I need the front bumper spraying on my Audi S3 as some idiot scraped it and drove off while it was parked outside work.

The damage is minimal (no dents or anything) but it will need painting.

Before I start ringing around, any recommendations for quality and price in the Swansea or surrounding area?


----------



## justina3 (Jan 11, 2008)

two places i use one is in pontardulais id autos 883115 

the other is a painter behind pick up spares landore his name is dennis his workshop scares the hell out of me as it looks like something my ten year old would paint in but his work is top notch his number is 07970331853


tell him justin from sextons/ duke street cars sent you might blag some discount.


----------



## vetch (Jul 14, 2007)

Thanks for the info Justin, much appreciated. I work a few doors up from you actually, you guys installed a sub in a previous car of mine (306 GTi6).


----------



## PETER @ ECLIPSE (Apr 19, 2006)

hi justin small world mate , T5 / silver supra , ill keep those numbers might go round and show my face , say hello , the painters atm in swansea not mentioning any names have been getting progressively worse , so will be good to make some new contacts


----------



## j4miejenks (Jun 12, 2009)

+1 on id autos, always had all my work done there, very competative quotes, and top job with a quick turn around!


----------



## Bridges (Jul 12, 2009)

+1 id autos, great chap & great work carried out :thumb:


----------



## Dubjunkie (Apr 28, 2009)

ian at id autos is good but carl in eaton road arc is a perfectionist try him


----------



## s28nhb (Aug 25, 2008)

I have seen Karl's work and it looks spot on,he had a red Civic Type-R FN2 and he sprayed it Audi pearl white it looks amazing.


----------



## gazzathom2 (Sep 9, 2009)

Does anyone know of a place where they can do arch rolling in Swansea ??


----------



## j4miejenks (Jun 12, 2009)

gazzathom2 said:


> Does anyone know of a place where they can do arch rolling in Swansea ??

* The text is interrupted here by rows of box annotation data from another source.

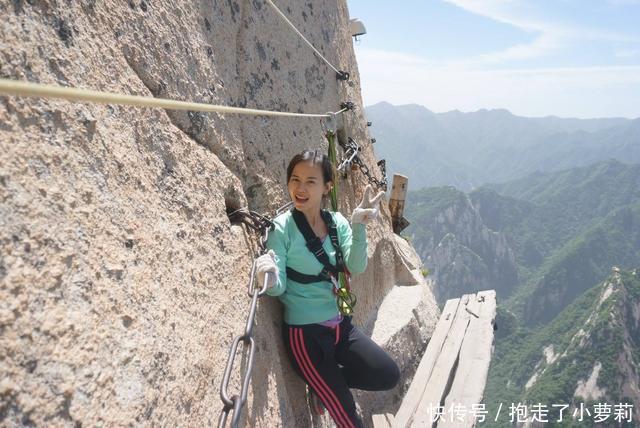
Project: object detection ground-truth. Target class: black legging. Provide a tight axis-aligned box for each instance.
[282,317,400,427]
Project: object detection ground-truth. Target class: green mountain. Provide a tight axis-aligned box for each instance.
[366,102,640,190]
[405,160,640,325]
[405,187,518,303]
[480,268,640,427]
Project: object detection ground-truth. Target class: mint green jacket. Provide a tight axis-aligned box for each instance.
[267,211,367,325]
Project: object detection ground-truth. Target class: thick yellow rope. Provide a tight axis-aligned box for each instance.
[0,79,346,118]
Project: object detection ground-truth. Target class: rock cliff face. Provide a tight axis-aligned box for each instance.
[522,268,640,426]
[408,187,517,303]
[0,0,437,426]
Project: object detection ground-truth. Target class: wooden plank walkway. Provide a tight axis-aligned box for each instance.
[373,290,496,428]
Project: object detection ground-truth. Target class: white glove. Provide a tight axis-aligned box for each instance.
[351,184,384,224]
[256,250,279,289]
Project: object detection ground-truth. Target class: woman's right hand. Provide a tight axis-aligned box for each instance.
[256,250,279,289]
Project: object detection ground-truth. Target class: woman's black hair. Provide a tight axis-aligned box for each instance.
[287,150,334,184]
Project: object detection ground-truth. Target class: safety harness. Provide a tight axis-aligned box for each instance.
[287,208,356,316]
[287,208,346,284]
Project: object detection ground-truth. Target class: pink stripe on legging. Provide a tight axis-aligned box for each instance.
[294,329,354,428]
[289,327,349,426]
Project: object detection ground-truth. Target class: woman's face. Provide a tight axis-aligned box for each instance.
[287,161,331,214]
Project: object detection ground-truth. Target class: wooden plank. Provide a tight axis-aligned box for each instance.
[438,290,496,428]
[393,299,460,428]
[410,294,477,427]
[371,415,391,428]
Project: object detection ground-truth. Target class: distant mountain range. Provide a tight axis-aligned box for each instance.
[405,160,640,326]
[404,160,640,427]
[480,268,640,427]
[366,102,640,191]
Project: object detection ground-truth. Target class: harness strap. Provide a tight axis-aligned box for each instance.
[287,208,344,284]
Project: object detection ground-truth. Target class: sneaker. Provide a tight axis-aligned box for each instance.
[307,387,324,416]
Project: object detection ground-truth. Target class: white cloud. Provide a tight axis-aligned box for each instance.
[356,49,640,117]
[613,49,640,58]
[443,0,640,63]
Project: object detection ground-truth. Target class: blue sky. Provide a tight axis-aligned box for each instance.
[347,0,640,118]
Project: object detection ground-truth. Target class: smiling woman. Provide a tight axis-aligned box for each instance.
[257,150,400,427]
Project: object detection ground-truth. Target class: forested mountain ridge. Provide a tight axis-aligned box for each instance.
[482,267,640,427]
[366,102,640,191]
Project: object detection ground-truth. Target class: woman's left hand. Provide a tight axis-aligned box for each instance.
[351,184,384,224]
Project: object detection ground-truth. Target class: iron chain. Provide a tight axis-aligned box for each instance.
[337,137,387,192]
[218,203,291,428]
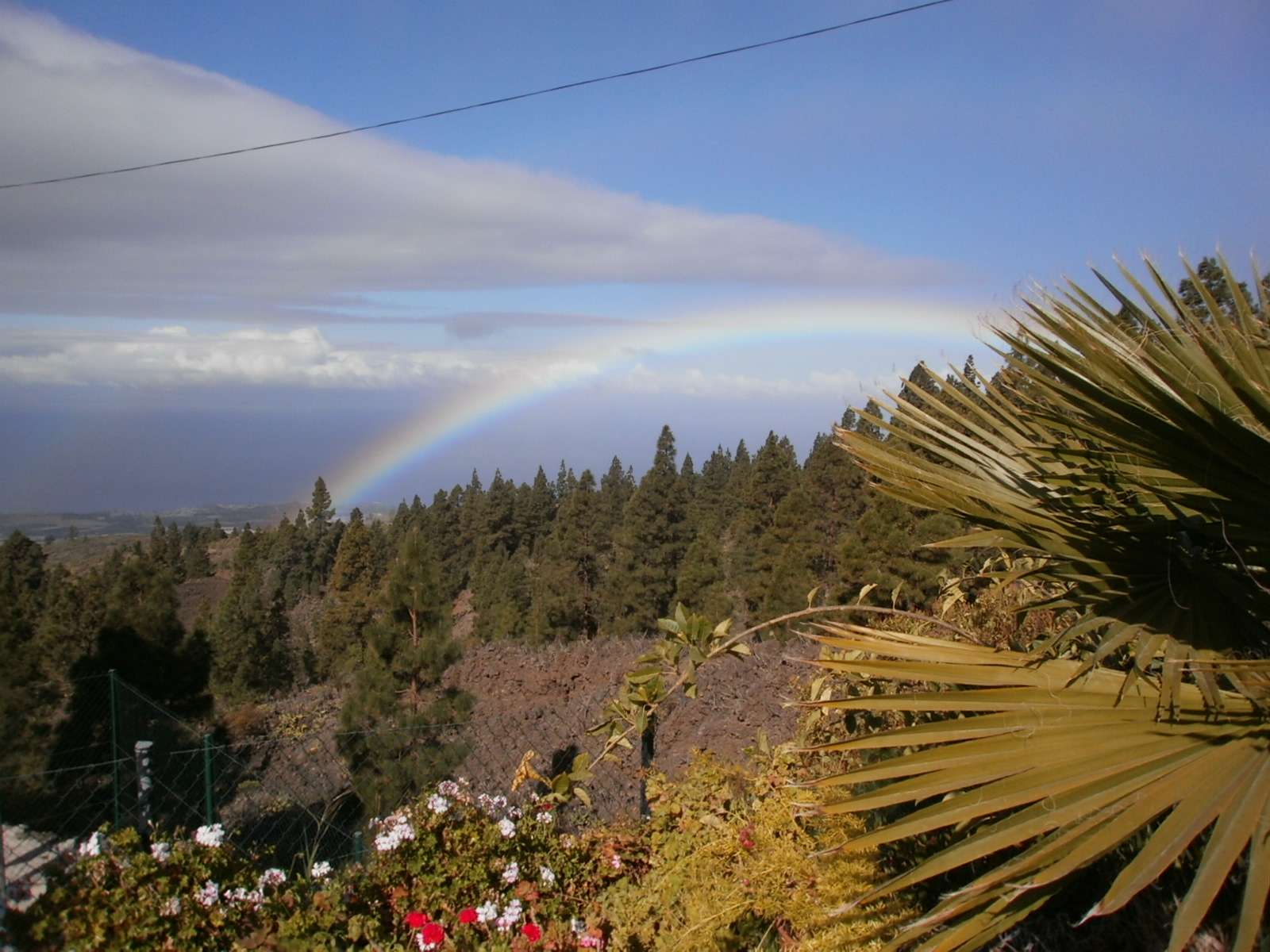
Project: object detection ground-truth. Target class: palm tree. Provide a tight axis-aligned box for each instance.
[811,255,1270,950]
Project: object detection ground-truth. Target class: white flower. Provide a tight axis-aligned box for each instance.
[428,793,449,814]
[225,886,264,909]
[375,814,414,853]
[80,833,106,855]
[494,899,521,931]
[194,880,221,906]
[256,867,287,890]
[194,823,225,848]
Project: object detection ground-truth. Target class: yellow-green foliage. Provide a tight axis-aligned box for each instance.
[603,754,904,952]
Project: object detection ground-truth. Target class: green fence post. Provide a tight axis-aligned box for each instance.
[0,797,9,937]
[110,668,119,829]
[203,734,216,827]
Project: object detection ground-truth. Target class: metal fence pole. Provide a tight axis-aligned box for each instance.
[132,740,155,836]
[203,734,216,827]
[110,668,119,827]
[0,797,9,937]
[639,713,656,820]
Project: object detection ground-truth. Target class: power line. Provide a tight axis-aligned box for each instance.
[0,0,952,189]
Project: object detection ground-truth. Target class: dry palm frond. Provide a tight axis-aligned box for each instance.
[837,257,1270,689]
[808,624,1270,950]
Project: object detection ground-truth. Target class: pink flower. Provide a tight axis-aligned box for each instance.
[405,912,432,929]
[419,923,446,948]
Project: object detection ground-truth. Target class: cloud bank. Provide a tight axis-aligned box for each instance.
[0,318,879,397]
[0,6,936,335]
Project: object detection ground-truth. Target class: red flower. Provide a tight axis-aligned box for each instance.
[419,923,446,948]
[405,912,432,929]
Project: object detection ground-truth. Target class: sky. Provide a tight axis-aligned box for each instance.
[0,0,1270,512]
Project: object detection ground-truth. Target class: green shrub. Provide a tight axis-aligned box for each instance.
[605,754,903,952]
[14,783,632,952]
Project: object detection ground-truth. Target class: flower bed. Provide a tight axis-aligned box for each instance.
[13,757,895,952]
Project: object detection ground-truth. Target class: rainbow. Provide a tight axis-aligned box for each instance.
[322,301,976,506]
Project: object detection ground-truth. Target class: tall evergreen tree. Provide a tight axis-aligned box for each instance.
[306,476,335,531]
[516,466,556,547]
[211,533,292,702]
[675,516,734,622]
[606,427,688,635]
[315,509,377,678]
[733,433,799,611]
[536,470,603,641]
[339,531,471,815]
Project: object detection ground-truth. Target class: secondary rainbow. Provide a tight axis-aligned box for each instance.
[328,301,976,505]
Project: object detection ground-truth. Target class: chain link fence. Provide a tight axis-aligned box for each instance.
[0,671,640,906]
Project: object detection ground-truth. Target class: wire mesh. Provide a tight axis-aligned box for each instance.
[0,673,639,906]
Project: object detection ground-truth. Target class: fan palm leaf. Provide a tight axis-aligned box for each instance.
[805,624,1270,950]
[806,262,1270,950]
[837,255,1270,685]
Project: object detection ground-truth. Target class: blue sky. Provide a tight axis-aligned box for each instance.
[0,0,1270,509]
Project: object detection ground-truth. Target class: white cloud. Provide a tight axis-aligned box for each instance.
[0,325,860,397]
[0,326,485,389]
[0,6,937,324]
[608,364,860,397]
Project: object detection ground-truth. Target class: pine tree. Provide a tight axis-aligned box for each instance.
[733,433,799,609]
[456,470,485,586]
[551,459,578,505]
[606,427,690,635]
[307,476,335,531]
[675,518,733,622]
[472,546,529,641]
[339,531,471,815]
[423,486,471,601]
[838,490,961,608]
[599,455,635,539]
[182,537,212,579]
[758,486,821,617]
[802,409,868,585]
[315,509,377,678]
[475,470,519,560]
[163,522,186,582]
[210,536,292,702]
[535,470,602,641]
[516,466,556,547]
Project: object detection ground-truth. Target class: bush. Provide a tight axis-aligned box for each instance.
[13,755,897,952]
[13,782,632,952]
[605,754,902,952]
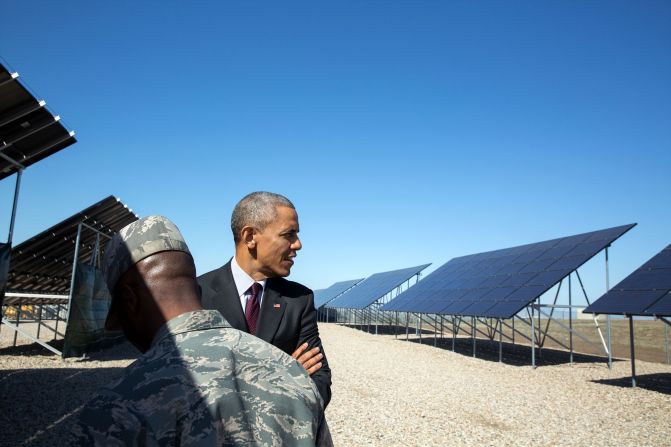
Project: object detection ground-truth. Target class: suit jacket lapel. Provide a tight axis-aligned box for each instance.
[256,278,287,343]
[212,261,247,332]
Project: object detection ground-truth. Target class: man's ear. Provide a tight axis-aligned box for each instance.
[240,225,256,250]
[118,283,140,318]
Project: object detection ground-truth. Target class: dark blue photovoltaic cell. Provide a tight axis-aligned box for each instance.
[482,302,529,320]
[585,245,671,317]
[585,290,666,315]
[645,292,671,317]
[314,278,363,309]
[327,264,431,309]
[382,224,636,318]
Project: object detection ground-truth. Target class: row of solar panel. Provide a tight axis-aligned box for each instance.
[585,245,671,317]
[318,224,671,318]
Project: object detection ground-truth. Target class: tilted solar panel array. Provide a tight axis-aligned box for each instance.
[327,264,431,309]
[0,64,77,180]
[585,245,671,317]
[382,224,636,319]
[314,278,363,309]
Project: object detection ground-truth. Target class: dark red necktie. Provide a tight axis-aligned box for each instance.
[245,282,261,335]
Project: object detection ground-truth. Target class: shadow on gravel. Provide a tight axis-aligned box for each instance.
[592,373,671,394]
[345,325,620,366]
[0,338,140,361]
[0,338,63,357]
[0,368,124,446]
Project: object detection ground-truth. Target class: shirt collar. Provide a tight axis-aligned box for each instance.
[231,256,266,297]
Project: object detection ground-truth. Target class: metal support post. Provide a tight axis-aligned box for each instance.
[417,314,422,343]
[530,303,536,369]
[7,169,23,245]
[54,304,61,340]
[664,324,671,365]
[471,317,476,357]
[499,318,503,363]
[605,247,613,369]
[37,304,42,340]
[394,311,398,339]
[568,273,573,365]
[12,302,21,346]
[629,316,636,388]
[405,312,410,340]
[65,222,82,344]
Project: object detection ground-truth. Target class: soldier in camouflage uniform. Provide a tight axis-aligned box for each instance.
[72,216,332,446]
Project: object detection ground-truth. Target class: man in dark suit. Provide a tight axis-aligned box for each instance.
[198,192,331,406]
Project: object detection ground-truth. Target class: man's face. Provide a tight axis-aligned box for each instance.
[254,206,303,278]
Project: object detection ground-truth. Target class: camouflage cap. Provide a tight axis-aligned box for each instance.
[102,216,191,329]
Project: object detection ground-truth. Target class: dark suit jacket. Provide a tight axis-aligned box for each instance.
[198,261,331,406]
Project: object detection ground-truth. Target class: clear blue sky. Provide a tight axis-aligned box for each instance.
[0,0,671,304]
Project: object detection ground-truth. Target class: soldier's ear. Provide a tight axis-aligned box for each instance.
[118,283,140,317]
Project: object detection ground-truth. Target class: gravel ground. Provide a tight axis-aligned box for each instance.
[0,324,671,446]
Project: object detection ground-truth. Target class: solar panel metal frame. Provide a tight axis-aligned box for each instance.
[314,278,364,309]
[0,63,77,180]
[584,245,671,317]
[327,264,431,309]
[382,224,636,319]
[7,196,138,302]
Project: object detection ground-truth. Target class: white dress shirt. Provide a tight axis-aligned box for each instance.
[231,256,266,313]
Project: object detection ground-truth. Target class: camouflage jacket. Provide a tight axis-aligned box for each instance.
[72,310,332,446]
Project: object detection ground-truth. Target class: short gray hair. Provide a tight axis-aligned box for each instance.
[231,191,296,244]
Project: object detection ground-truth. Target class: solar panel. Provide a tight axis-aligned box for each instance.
[382,224,636,319]
[314,278,363,309]
[585,245,671,317]
[328,264,431,309]
[0,64,77,180]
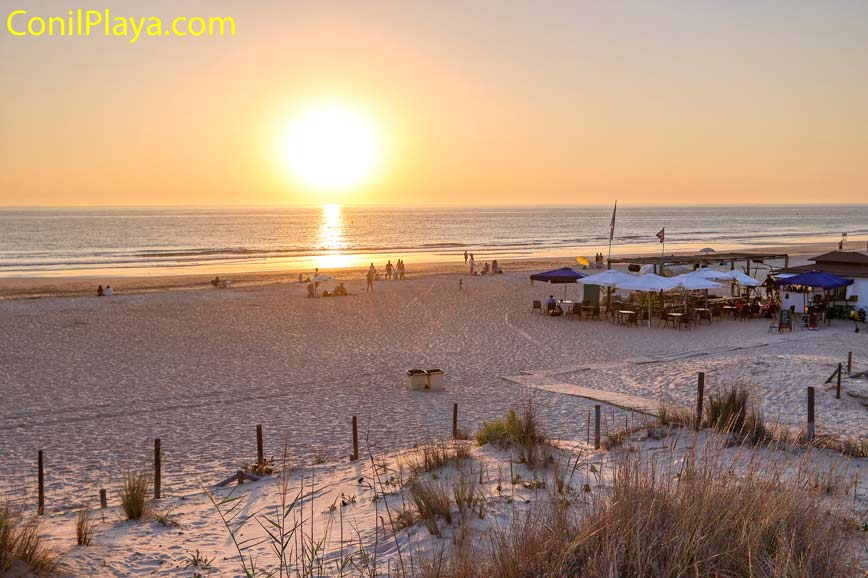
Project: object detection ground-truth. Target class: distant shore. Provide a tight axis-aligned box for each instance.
[0,240,866,300]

id autos in bont did it on my 106...no need for spraying also, he had the correct tools for the job


----------



## PETER @ ECLIPSE (Apr 19, 2006)

i think atm you pay your money and take your chance, ive seen some crap work this year not mentioning any names , because everyone has off days now and again , its how they sort it out is the main thing


----------



## justina3 (Jan 11, 2008)

good point from pete there, also sometimes the owner/ head painter might not be in and some work get done sadly owners can not be in the shop 24-7 as pete spot on pointed out depends on how the faults are dealt with


----------